# Plowing with Isuzu



## Jersey Push (Oct 27, 2010)

Does anyone have any experiences plowing with an Isuzu NPR?? My father and I are looking in to buying one. If it's going to PUSH snow.


----------



## PPP (Jan 5, 2005)

New or Used?? A good friend of mine runs two of the Chevy versions 3500 with gas engines. They are set up with aggressive tires, with 1.5yard sanders and custom mounted Fisher MM2 systems. They are awsome in tight flat parking lots. They are a 2wd DRW truck so keep that in mind when plowing and plow according to the trucks ability. I've been in them when one of my trucks went down. Awesome visibility and the turning radius is unbelievable. I find they are only as good as they are set up and the operator make the biggest difference.


----------



## Peterbilt (Apr 28, 2007)

Here is one of mine plowing

J..


----------



## Jersey Push (Oct 27, 2010)

The truck is USED with a Gas engine. Its in good shape. No rust and has low miles. Still thinking of the right plow for the truck?? 8 Foot or 8.5 foot.


----------



## Peterbilt (Apr 28, 2007)

I have one with a Vortec 350 as well. It pushes just as good as the one in the video.
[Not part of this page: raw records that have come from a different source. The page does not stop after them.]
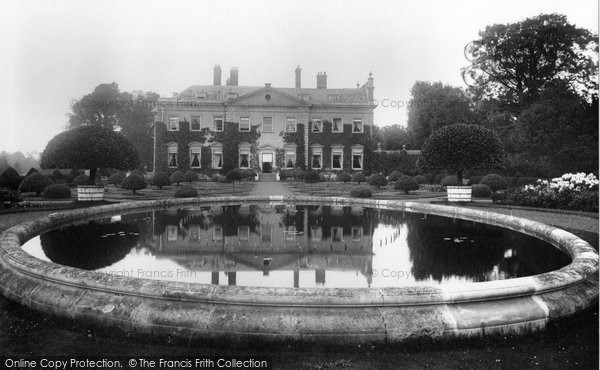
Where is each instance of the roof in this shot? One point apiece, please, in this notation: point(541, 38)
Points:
point(213, 93)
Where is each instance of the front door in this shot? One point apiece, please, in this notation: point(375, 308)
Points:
point(267, 162)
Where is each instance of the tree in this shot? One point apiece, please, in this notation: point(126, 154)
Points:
point(134, 182)
point(90, 147)
point(461, 147)
point(513, 63)
point(434, 105)
point(36, 183)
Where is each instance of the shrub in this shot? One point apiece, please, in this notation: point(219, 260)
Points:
point(406, 184)
point(10, 178)
point(449, 181)
point(177, 177)
point(57, 191)
point(344, 177)
point(460, 148)
point(394, 176)
point(134, 182)
point(481, 191)
point(160, 179)
point(359, 177)
point(495, 182)
point(8, 197)
point(190, 176)
point(186, 192)
point(361, 191)
point(378, 180)
point(420, 179)
point(116, 179)
point(81, 180)
point(312, 177)
point(35, 183)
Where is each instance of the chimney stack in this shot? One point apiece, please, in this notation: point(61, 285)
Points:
point(233, 77)
point(298, 77)
point(322, 80)
point(217, 75)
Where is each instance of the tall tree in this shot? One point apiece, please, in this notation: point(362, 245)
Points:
point(513, 63)
point(434, 105)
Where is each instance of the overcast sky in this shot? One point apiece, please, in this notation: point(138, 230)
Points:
point(53, 52)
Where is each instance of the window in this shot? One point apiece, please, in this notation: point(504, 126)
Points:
point(357, 159)
point(217, 161)
point(337, 126)
point(195, 150)
point(317, 125)
point(218, 124)
point(244, 159)
point(172, 155)
point(195, 125)
point(317, 158)
point(337, 157)
point(267, 124)
point(290, 124)
point(290, 158)
point(245, 124)
point(173, 123)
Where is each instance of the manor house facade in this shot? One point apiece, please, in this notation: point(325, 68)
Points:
point(211, 127)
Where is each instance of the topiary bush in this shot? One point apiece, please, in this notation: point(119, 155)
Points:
point(394, 176)
point(186, 192)
point(190, 176)
point(344, 177)
point(160, 179)
point(406, 184)
point(481, 191)
point(495, 182)
point(57, 191)
point(35, 183)
point(450, 180)
point(361, 191)
point(116, 179)
point(420, 179)
point(177, 177)
point(460, 148)
point(81, 180)
point(378, 180)
point(359, 177)
point(134, 182)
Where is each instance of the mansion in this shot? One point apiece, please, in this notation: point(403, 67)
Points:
point(212, 128)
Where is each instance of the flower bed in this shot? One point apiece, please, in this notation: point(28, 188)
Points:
point(577, 191)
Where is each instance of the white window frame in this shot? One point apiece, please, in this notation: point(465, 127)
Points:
point(287, 121)
point(172, 149)
point(341, 128)
point(246, 152)
point(173, 123)
point(192, 123)
point(359, 152)
point(320, 126)
point(340, 151)
point(218, 119)
point(263, 125)
point(240, 125)
point(362, 126)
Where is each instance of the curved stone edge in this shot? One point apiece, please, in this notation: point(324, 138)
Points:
point(342, 315)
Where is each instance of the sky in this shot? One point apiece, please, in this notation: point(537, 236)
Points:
point(57, 51)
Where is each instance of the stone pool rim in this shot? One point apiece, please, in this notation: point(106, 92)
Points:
point(370, 314)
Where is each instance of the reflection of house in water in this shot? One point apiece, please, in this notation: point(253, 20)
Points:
point(290, 238)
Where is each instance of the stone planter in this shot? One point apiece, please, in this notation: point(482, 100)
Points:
point(459, 193)
point(87, 193)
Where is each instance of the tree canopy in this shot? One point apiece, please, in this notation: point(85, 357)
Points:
point(513, 63)
point(461, 147)
point(90, 147)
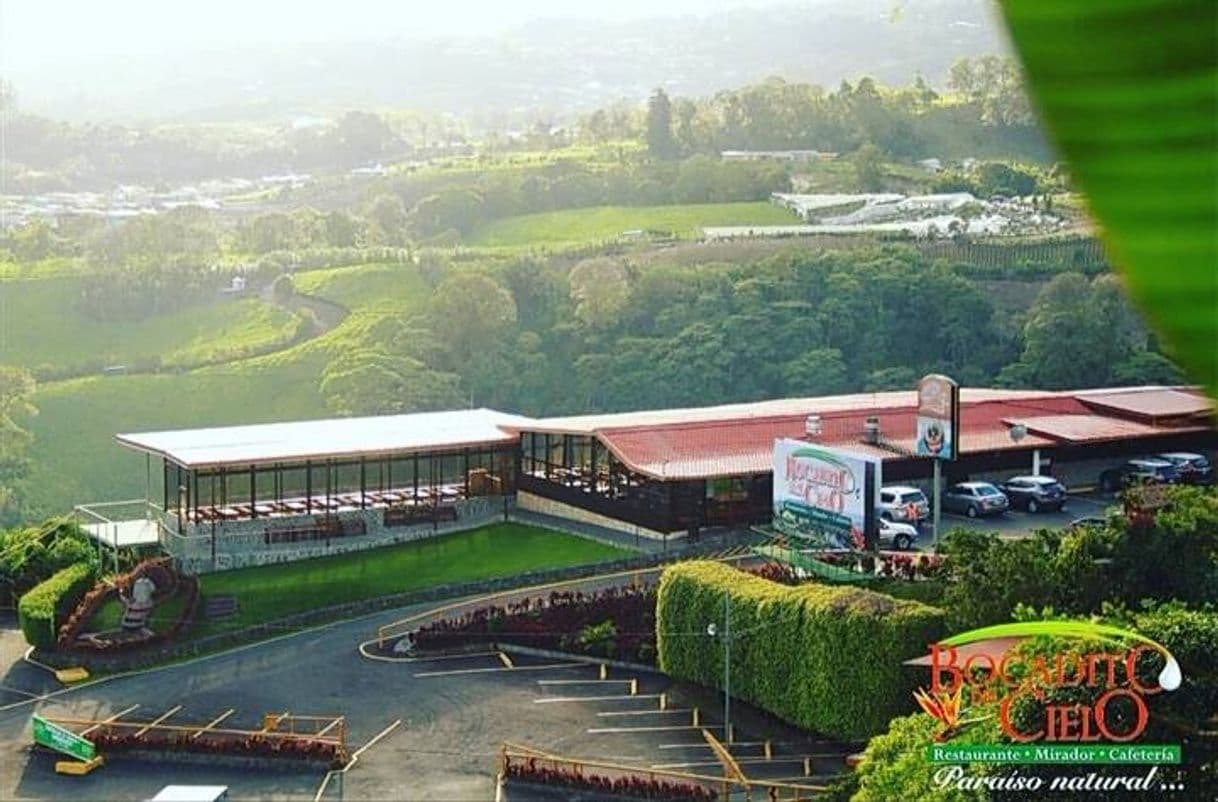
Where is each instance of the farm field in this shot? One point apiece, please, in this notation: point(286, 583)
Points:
point(78, 460)
point(498, 550)
point(43, 330)
point(599, 223)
Both have 8ft Boss pollys with Boss wings. Only problem we ever have is plowing on hills where we can't get a good run going up. Other than that, we know the limitations that they have and try to keep them on more flatter lots, or chasing the loaders spreading material.

J.


----------



## 4700dan (Nov 20, 2008)

We have 2 isuzu's with plows 1) with a meyers and 1.5 v box 2) with a 810 blizzard and 3 yrd v box


----------